The news conference, hosted by Republican Sen. Todd Weiler, who represents the area that includes Valley View Elementary, focused on what teachers and parents should do to talk with kids about different religious practices and traditions and how to develop tolerance. Weiler said he has spoken with McLeod about how the boy was the only kid at his school wearing the ash cross on his forehead to mark the beginning of Lent.

“A lot of students asked me what it is,” the boy told FOX13 last week.

The senator asked McLeod and his father if they wanted to talk at the event Monday, and the family declined.

Weiler said when he first heard about what happened he was “a little bit shocked and disappointed.” Then, he decided, “that could have happened to me.”

“This is something that happens when people aren’t necessarily exposed to other cultures and other religions,” he acknowledged, particularly in a state like Utah where there is one dominant faith.

All of those who spoke said they hope the episode — which they repeatedly called a misunderstanding — will serve to inform the community and that people will learn from the experience. Tiffany Ivins-Spence, who has a student in Patterson’s class and three others at the school, said she believes interactions like this get blown out of proportion, but there was no bad intent.

“We love Catholics. We love Muslims. We love everybody,” she added. “We’re here because we want to try better.”
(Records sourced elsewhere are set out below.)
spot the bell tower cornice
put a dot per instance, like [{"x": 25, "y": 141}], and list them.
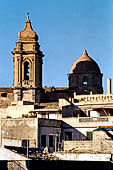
[{"x": 28, "y": 33}]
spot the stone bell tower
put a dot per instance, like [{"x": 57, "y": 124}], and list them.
[{"x": 27, "y": 60}]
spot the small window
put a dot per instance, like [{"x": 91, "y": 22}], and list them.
[
  {"x": 25, "y": 143},
  {"x": 89, "y": 136},
  {"x": 4, "y": 95},
  {"x": 68, "y": 135},
  {"x": 26, "y": 70},
  {"x": 50, "y": 141},
  {"x": 43, "y": 140},
  {"x": 85, "y": 81},
  {"x": 85, "y": 91}
]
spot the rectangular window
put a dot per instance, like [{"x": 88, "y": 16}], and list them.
[
  {"x": 89, "y": 135},
  {"x": 68, "y": 135},
  {"x": 43, "y": 140},
  {"x": 50, "y": 141}
]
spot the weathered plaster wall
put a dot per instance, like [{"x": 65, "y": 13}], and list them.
[{"x": 14, "y": 131}]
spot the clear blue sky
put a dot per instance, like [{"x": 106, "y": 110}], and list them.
[{"x": 65, "y": 28}]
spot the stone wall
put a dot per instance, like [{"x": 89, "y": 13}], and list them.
[
  {"x": 102, "y": 142},
  {"x": 15, "y": 132},
  {"x": 78, "y": 146}
]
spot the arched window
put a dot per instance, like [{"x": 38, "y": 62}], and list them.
[
  {"x": 85, "y": 81},
  {"x": 26, "y": 70}
]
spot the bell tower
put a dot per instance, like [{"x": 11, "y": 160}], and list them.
[{"x": 27, "y": 60}]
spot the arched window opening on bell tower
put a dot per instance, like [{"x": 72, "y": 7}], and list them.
[
  {"x": 26, "y": 70},
  {"x": 85, "y": 81}
]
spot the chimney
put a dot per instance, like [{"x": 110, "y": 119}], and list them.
[{"x": 108, "y": 86}]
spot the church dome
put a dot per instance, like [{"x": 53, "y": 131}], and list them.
[{"x": 85, "y": 64}]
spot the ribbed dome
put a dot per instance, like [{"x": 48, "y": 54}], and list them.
[{"x": 85, "y": 64}]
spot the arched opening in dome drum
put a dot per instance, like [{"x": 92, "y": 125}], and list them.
[
  {"x": 26, "y": 70},
  {"x": 85, "y": 81}
]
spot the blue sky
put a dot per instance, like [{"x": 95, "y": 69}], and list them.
[{"x": 65, "y": 28}]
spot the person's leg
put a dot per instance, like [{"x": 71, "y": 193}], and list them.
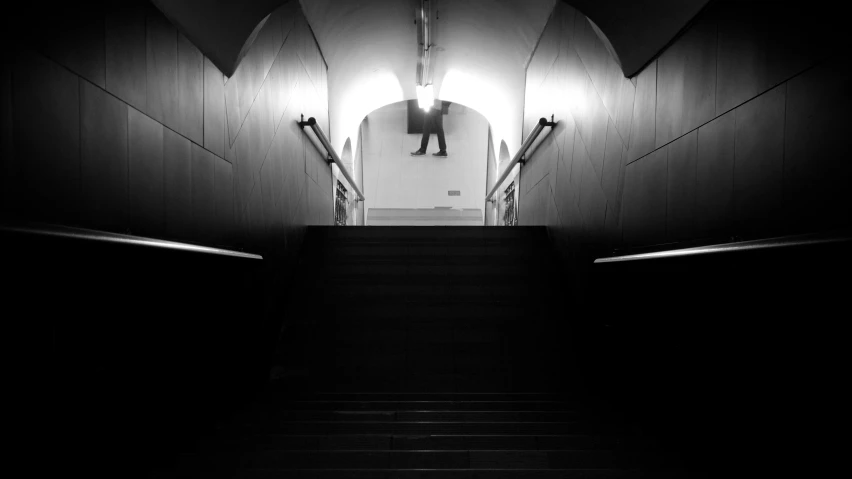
[
  {"x": 427, "y": 129},
  {"x": 439, "y": 125}
]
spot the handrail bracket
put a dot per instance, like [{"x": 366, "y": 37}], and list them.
[{"x": 332, "y": 156}]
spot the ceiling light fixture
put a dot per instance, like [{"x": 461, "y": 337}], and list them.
[{"x": 425, "y": 92}]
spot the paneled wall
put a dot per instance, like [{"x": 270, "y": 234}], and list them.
[
  {"x": 113, "y": 120},
  {"x": 735, "y": 130}
]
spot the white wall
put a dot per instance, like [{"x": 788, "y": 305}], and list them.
[
  {"x": 480, "y": 51},
  {"x": 395, "y": 179}
]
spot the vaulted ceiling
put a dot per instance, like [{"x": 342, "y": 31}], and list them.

Ivins-Spence, who also volunteers at the elementary school, said several of the teachers were crying when she went in on Friday. Many are afraid, she said, that they might make a similar mistake and be terminated.

She noted that Patterson has previously taught lessons at other schools about minority rights. But there was never any diversity training at Valley View.

“We just want our teacher back,” Ivins-Spence said.

Kimberly Fadden, who also has a student at the school, said it was “an honest mistake.” Now morale in the district is “the lowest I have ever seen.” She’s mad there wasn’t more communication from administrators with parents and called for Patterson to be reinstated this week.

At the end of the speeches, Patterson stood in the middle of the group of students and parents and tried not to cry. Nodding her head, she said she’s been in a classroom for most of her life.